The problem at the moment is that I have 4 kids all going through developmental bumpy roads.

  • Alex is one. That in itself makes him exhausting and requires the patience of a whole mess of saints. He also is teething AND he’s got a cold that won’t go away.
  • Jack, at 5, is dealing with this massive scary changes. He’s now officially kindergarten age and is wavering right on the line of the whole big kid/little kid universe. He’s also too young to do all the fun things his sisters can do but too big to get to use Alex’s cool baby things. AND he has a baby brother who gets, well, babied — by his mama.
  • Anna, at 8, is really getting tired of being a middle child. She gets lost in the shuffle when it comes to attention but she gets lumped in the big kid group when it comes to responsibility and expectations. She had to move aside and let Jack be babied for years and now she’s watching another little interloper get babied. AND while she’s exceptionally intelligent, artistic, sweet and talented, she’s got the overachievement poster child Victoria for a big sister.
  • Which leads to Victoria, who has decided at 10 that she’s tired of waiting around being perfect while I try to meet everybody’s needs. I try not to ask too much of her. I try to switch things up and equal things out. I also try to dole out lots of extra perks for being my helper. She gets more allowance, more late night talks, more chocolate slipped to her from the secret stash. The fact remains, though, that she’s my go-to girl. If I need something done, I know she’ll not only do it but do it cheerfully 9 times out of 10. And better. So I lean on her. AND since she acts like a grown up half the time, I forget and treat her like a grown up half the time too. I really have to remember that even at 10 she needs to be babied sometimes too — or at least get to occasionally weep and wail and gnash teeth.

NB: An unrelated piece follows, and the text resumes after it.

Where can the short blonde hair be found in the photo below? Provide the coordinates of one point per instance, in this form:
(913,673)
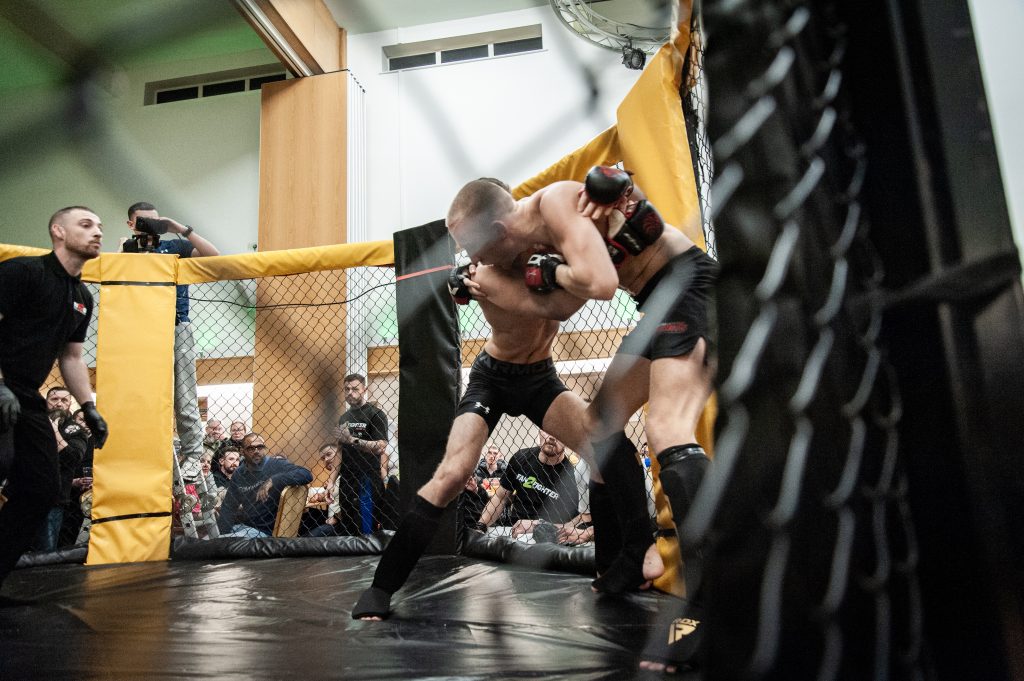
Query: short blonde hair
(482,201)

So today is Victoria’s day to make my head explode. She’s unleashed all that pent up emotion and has been prone to throwing herself on the floor and sobbing. Really. It’s a bit unnerving.

She cried a lot, vented a lot, told me her troubles. I brushed her hair and mostly listened, and tried not to be too practical about the whole thing. There’s nothing worse when you’re having an emotional breakdown than someone throwing logic and reason at you.

(Though I did point out that perhaps she could rethink the bit about tossing herself on the floor, if nothing else so she doesn’t trip people. I told her I get depressed sometimes too and I never throw myself on the floor, though it might have to do with being old and easily bruised.  At that point Daryl compared me to a tomato. But anyway…)

I don’t know how to sort this out, but I know by now that it’ll get better.  It’ll just take some work and some time.  I’ll order another book, work on giving her more of the neat childhood stuff, start doing one-on-one time with all 3 of the “big” kids again…

It’s hard to be 39 too. 🙂

1 thought on “It's Hard to be Ten

  1. I love your juggling balls metaphor of parenting – I’ve thought that many a time myself. We’re going through many of these same things here right now. The same 1 year old stuff, the same 5/6 year old stuff, the same “middle child” stuff (except that she has much of the stuff that your oldest has due to being my “helper” much of the time), and then my oldest who has always been especially intense and emotional and always has meltdowns and such so with him it’s just even more so with puberty setting in – yikes. So I can definitely relate. With the age 39 thing too – coming up next month. I know you’ll find the right things to help make it better for Victoria though. You’ve already got a good handle on what she’s going through and that seems to be the biggest part of it sometimes. Your one-on-one time seems to be a magic pill – need to try to do more of that myself. Thanks for sharing all of this… good to know we’re not alone!